Любовь поэтов Серебряного века - Нина Щербак 5 стр.


Цветаева искренне верила, что своими заклинаниями, своей верностью она спасла жизнь Сергею, но семейная жизнь оказалась очень непростой. Неустроенный быт стал для Цветаевой настоящей Голгофой. Необходимо было стирать, готовить, выгадывать на рынках дешевую еду, латать прохудившуюся одежду. «Живу домашней жизнью, той, что люблю и ненавижу, – нечто среднее между колыбелью и гробом, а я никогда не была ни младенцем, ни мертвецом», – писала она в письме одному из своих корреспондентов. Но это было лишь начало. В Чехии она пережила страстную и мучительную любовь к другу Сергея, Константину Родзевичу. Радостный, уверенный, земной Родзевич покорил Цветаеву, увидев в ней не поэта, а просто женщину. Он, по-видимому, мало понимал ее стихи, не стремился быть тоньше и значительнее, чем есть на самом деле, всегда оставался собой. «Я сказала Вам: есть – Душа. Вы сказали мне: есть – Жизнь». Ему посвящена одна из самых пронзительных поэм Цветаевой – «Поэма конца».

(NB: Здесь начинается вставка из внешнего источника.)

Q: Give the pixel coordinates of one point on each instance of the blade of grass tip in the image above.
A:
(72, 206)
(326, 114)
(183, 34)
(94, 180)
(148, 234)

Были и другие увлечения. В Праге Цветаева прочитала рецензию Александра Бахраха на свою книгу «Ремесло», а 9 июня 1923 года написала ему первое письмо:

«Я не знаю, кто ВЫ, я ничего не знаю о Вашей жизни, я Вами совершенно свободна, я говорю с духом… Я хочу от Вас – чуда. Чуда доверия, чуда понимания, чуда отрешения. Я хочу, чтобы Вы, в свои двадцать лет, были семидесятилетним стариком – и одновременно семилетним мальчиком, я не хочу возраста, счета, борьбы, барьеров… У меня так много слов… Это волшебная игра. Это полное va banque[3] – чего? – и вот задумалась: не сердца, оно слишком малое в моей жизни! – может быть, его у меня вовсе нет, но есть что-то другое, и его много, чего никогда не истрачу, – душа? Не знаю, как его зовут, но, кроме него, у меня нет ничего…»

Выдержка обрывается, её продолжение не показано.